Dans leur introduction, les quatre éditeurs du recueil rappellent que le but du dialogue n’est pas la conversion mutuelle, ni la production d’un syncrétisme, mais dans la recherche du commun sans ignorer les différences fondamentales. Trois interventions initiales servent de point de départ.

Franz Kronreif, du mouvement Focolari, parle de consensus dans la différence et il propose que les repères initiaux du dialogue soient l’Encyclique Laudato Si du pape François et les Thèses sur le Concept d'Histoire de Walter Benjamin. Walter Baier, du réseau Transform, rappelle le besoin pour les marxistes d’une réflexion autocritique sur les crimes commis au nom du socialisme dans l'Union des Républiques Socialistes Soviétiques (URSS). Il trouve dans les écrits de Karl Polanyi des éléments pour une convergence entre le socialisme et le christianisme. Enfin, l’archevêque Angelo Vincenzo Zani, dans un salut adressé à l'université d’été de 2018, rend hommage aux idéaux de justice, de fraternité et de solidarité, des jeunes participants à cette rencontre.

Au cours des dialogues et des débats de l'université d’été, nous avons pu assister à des confrontations entre des points de vue assez opposés, comme par exemple entre Leonce Bekemans, professeur de la chaire Jean Monnet à l'université de Padoue, partisan convaincu de l’Union Européenne réellement existante, et Luciana Castellina, ancienne députée communiste européenne, qui rêve d’une autre Europe, non soumise aux marchés capitalistes. Parfois cependant les interlocuteurs des deux bords ont réussi à élaborer un document commun, comme ce fut le cas de Cornelia Hildebrandt et de Pal Toth, professeur à l’Institut Universitaire de Sophia, sur « une stratégie non-violente dans un monde pluriel ». Il y a aussi la contribution de Petra Steinmair-Pösel, une théologienne liée aux Focolari, en collaboration avec Michael Brie, de la Fondation Rosa Luxemburg de Berlin, sur « les communs, notre terrain commun ».

Europe as a Common contient aussi des contributions de Piero Coda, recteur de l’Institut Universitaire de Sophia, de Bernard Callebaut, sociologue de cette même Institution, de Spyros Syropoulos, professeur à l’Université de la Mer Egée, d’Alberto Lo Presti, de l'université catholique Lumsa de Rome, de José Manuel Pureza,  professeur à l'université de Coimbra et député du Bloc de Gauche au parlement portugais, du théologien musulman Adnane Mokrani, un plaidoyer pour un état séculaire comme nécessité religieuse, du psychologue social Thomas Stucke, du politologue colombien Javier Andres Baquero, qui raconte son expérience dans la gestion verte de la ville de Bogota, et de l’auteur de la présente notice.

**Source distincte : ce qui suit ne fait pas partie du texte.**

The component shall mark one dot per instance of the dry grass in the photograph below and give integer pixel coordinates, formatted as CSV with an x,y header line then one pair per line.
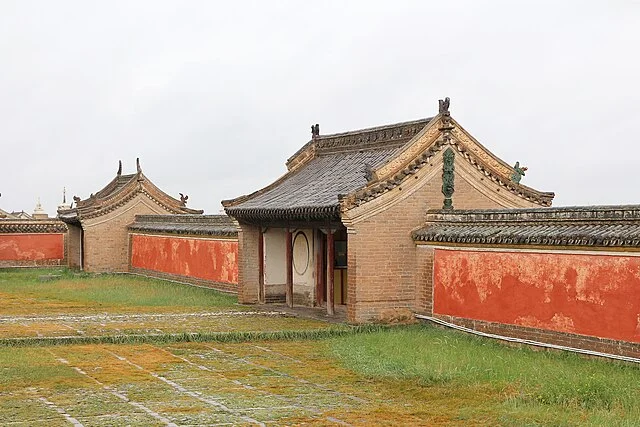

L’ensemble, qui témoigne de la pluralité des perspectives engagées dans cette initiative transversale, est complété par une conférence du pape François sur « l'option préférentielle pour les pauvres, le critère-clé de l’authenticité chrétienne ».

Que conclure de cet itinéraire bibliographique passablement accidenté, qui nous conduit du jeune Karl Marx au pape Jorge Mario Bergoglio ? La seule conclusion est que le rapport entre les marxistes et les chrétiens reste un livre ouvert, dont les prochains chapitres seront rédigés moins à partir des saintes écritures des uns et des autres qu’en réponse aux défis écologiques, sociaux et éthiques du vingt et unième siècle.